I have a RDD consisting of dense vectors which contain probability distribution like below
[DenseVector([0.0806, 0.0751, 0.0786, 0.0753, 0.077, 0.0753, 0.0753, 0.0777, 0.0801, 0.0748, 0.0768, 0.0764, 0.0773]),
DenseVector([0.2252, 0.0422, 0.0864, 0.0441, 0.0592, 0.0439, 0.0433, 0.071, 0.1644, 0.0405, 0.0581, 0.0528, 0.0691]),
DenseVector([0.0806, 0.0751, 0.0786, 0.0753, 0.077, 0.0753, 0.0753, 0.0777, 0.0801, 0.0748, 0.0768, 0.0764, 0.0773]),
DenseVector([0.0924, 0.0699, 0.083, 0.0706, 0.0766, 0.0708, 0.0705, 0.0793, 0.09, 0.0689, 0.0758, 0.0743, 0.0779]),
DenseVector([0.0806, 0.0751, 0.0785, 0.0753, 0.077, 0.0753, 0.0753, 0.0777, 0.0801, 0.0748, 0.0768, 0.0764, 0.0773]),
DenseVector([0.0806, 0.0751, 0.0786, 0.0753, 0.077, 0.0753, 0.0753, 0.0777, 0.0801, 0.0748, 0.0768, 0.0764, 0.0773])

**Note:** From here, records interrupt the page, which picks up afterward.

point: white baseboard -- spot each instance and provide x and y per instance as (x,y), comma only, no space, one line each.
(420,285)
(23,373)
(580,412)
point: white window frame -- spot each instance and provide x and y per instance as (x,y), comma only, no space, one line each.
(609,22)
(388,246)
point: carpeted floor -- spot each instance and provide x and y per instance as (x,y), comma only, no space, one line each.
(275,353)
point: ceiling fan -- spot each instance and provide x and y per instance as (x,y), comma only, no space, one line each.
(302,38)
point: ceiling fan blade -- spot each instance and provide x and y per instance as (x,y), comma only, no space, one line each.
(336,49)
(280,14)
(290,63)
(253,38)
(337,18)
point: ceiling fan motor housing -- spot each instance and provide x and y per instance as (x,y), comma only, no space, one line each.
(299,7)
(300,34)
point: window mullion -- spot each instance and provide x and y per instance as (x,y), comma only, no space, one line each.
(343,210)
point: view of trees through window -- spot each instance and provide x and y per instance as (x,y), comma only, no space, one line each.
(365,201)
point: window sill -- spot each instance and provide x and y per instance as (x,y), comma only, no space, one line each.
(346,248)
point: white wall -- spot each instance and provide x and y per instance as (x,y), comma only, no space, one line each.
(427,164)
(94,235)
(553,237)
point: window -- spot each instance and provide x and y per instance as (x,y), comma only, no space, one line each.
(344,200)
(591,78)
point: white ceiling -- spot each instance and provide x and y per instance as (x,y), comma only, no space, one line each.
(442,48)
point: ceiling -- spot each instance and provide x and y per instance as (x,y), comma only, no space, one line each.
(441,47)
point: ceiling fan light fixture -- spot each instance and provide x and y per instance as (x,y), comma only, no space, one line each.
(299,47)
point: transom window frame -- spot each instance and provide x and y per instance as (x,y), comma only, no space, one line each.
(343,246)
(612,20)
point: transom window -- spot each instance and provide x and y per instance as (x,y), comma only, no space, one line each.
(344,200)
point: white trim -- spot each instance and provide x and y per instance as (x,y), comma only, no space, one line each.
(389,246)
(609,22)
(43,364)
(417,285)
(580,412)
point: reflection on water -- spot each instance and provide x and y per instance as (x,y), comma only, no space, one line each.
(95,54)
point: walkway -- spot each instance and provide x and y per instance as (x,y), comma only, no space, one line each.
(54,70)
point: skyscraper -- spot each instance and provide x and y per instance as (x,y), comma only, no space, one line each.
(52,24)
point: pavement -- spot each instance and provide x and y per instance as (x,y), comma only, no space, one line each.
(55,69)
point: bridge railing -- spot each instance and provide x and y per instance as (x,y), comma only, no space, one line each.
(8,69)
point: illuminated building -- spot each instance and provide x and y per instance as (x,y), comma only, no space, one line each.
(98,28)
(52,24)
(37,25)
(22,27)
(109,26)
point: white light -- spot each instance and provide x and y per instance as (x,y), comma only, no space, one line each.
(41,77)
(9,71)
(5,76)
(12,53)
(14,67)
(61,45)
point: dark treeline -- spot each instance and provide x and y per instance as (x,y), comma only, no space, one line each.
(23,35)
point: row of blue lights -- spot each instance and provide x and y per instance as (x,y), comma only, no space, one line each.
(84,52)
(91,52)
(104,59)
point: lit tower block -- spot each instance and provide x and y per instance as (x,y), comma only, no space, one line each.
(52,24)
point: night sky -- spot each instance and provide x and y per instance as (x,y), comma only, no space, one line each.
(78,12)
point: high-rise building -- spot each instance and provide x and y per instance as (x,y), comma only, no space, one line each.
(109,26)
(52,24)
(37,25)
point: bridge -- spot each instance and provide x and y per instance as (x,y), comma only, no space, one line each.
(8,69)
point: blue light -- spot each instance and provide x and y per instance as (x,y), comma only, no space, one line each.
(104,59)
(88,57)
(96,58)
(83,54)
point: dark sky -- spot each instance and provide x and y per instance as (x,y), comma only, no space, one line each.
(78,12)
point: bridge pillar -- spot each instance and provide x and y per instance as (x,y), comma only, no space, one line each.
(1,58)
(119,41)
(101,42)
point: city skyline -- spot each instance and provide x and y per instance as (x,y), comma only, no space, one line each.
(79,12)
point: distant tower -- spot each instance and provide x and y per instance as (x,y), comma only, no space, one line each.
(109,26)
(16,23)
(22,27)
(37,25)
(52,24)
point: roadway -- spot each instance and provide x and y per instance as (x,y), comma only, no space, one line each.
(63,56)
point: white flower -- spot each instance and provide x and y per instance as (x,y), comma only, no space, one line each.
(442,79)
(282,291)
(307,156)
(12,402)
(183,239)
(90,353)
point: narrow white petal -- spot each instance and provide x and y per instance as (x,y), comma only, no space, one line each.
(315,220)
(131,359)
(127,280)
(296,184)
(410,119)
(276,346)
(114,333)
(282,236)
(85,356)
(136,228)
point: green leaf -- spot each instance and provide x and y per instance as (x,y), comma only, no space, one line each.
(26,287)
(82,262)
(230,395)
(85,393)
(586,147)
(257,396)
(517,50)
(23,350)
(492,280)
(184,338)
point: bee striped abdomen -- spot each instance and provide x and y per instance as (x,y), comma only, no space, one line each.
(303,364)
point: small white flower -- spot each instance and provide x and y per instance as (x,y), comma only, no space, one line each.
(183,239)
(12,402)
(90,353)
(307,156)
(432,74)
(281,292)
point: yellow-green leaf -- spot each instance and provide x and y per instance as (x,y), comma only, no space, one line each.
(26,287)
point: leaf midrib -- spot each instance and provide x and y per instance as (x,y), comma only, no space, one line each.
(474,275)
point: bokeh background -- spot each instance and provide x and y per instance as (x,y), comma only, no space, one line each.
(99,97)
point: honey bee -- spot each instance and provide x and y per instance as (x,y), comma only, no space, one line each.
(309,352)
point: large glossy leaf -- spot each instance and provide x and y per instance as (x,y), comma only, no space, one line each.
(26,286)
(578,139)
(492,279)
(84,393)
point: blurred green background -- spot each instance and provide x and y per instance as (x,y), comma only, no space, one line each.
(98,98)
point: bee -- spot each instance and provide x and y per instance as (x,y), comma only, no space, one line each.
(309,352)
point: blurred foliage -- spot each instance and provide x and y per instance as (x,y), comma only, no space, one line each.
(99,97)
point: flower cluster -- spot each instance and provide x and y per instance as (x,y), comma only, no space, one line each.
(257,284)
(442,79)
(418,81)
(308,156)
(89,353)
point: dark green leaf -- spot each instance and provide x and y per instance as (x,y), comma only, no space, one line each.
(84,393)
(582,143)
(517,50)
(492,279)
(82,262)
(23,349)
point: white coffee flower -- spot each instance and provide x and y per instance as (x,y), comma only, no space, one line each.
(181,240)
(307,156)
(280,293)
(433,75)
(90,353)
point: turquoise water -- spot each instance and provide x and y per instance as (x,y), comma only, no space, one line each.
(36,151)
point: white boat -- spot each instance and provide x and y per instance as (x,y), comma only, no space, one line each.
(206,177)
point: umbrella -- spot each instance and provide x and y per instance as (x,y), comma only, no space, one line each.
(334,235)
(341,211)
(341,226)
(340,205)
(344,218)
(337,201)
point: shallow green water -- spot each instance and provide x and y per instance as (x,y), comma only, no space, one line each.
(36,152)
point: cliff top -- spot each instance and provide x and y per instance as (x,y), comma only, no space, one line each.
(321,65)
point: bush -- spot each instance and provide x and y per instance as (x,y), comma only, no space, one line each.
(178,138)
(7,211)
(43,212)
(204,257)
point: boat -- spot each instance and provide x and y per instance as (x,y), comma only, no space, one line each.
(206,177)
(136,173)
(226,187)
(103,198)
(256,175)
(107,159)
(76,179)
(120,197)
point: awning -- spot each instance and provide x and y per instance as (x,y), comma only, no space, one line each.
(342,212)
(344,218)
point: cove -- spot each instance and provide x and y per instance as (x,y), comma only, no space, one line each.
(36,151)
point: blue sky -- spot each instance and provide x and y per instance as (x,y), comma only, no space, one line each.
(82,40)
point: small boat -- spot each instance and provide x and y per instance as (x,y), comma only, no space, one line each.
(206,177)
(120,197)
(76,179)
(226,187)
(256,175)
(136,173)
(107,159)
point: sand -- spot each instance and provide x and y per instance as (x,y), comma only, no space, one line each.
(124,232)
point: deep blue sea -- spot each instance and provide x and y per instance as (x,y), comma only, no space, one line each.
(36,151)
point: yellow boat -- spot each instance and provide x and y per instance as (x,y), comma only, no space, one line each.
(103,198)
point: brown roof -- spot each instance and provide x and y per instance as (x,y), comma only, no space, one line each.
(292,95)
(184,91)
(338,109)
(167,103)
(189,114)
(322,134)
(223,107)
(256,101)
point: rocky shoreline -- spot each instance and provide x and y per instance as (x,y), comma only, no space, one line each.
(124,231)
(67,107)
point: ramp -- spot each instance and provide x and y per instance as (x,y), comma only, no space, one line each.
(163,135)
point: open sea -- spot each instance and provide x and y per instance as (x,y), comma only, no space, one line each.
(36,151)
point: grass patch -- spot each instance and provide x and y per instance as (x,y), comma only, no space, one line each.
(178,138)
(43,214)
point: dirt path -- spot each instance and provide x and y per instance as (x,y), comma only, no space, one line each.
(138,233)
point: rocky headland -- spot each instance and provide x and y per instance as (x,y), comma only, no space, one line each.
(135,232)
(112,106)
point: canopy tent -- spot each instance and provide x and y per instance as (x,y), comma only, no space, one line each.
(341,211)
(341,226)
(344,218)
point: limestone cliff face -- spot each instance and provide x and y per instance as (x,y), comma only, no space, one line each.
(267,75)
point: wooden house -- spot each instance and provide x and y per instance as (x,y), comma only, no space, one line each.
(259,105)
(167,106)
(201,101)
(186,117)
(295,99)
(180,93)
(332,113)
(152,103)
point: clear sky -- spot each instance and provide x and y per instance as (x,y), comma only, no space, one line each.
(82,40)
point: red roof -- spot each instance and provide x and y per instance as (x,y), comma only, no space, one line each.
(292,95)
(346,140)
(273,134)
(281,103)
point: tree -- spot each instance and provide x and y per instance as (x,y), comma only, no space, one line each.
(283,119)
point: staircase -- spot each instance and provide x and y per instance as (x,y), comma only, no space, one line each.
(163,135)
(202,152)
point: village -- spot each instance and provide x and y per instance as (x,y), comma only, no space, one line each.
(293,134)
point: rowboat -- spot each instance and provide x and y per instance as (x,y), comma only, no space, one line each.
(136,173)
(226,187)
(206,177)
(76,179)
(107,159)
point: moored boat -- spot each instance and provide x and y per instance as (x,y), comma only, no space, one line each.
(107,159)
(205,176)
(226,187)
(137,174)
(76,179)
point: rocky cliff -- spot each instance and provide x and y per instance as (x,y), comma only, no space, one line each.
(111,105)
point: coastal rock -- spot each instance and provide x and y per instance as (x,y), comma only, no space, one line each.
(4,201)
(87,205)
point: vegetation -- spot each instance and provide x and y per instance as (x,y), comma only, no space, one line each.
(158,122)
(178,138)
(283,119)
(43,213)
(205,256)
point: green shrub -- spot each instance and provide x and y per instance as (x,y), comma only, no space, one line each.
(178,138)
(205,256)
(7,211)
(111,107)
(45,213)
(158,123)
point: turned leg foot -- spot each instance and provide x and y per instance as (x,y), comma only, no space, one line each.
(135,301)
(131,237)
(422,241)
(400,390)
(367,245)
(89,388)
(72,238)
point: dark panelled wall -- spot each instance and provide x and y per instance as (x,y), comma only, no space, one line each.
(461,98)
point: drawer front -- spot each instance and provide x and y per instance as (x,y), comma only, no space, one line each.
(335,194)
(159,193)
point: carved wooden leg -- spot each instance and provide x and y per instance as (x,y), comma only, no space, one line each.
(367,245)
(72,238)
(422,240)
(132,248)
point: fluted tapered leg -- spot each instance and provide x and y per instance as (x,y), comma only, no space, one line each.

I want to calculate similarities between a vector and all the other vectors and store the result in a matrix.
I could convert the full RDD into a matrix and then take each row and calculate the distance against all the other rows. I was wondering if there is a more efficient way to do this using pyspark RDD methods.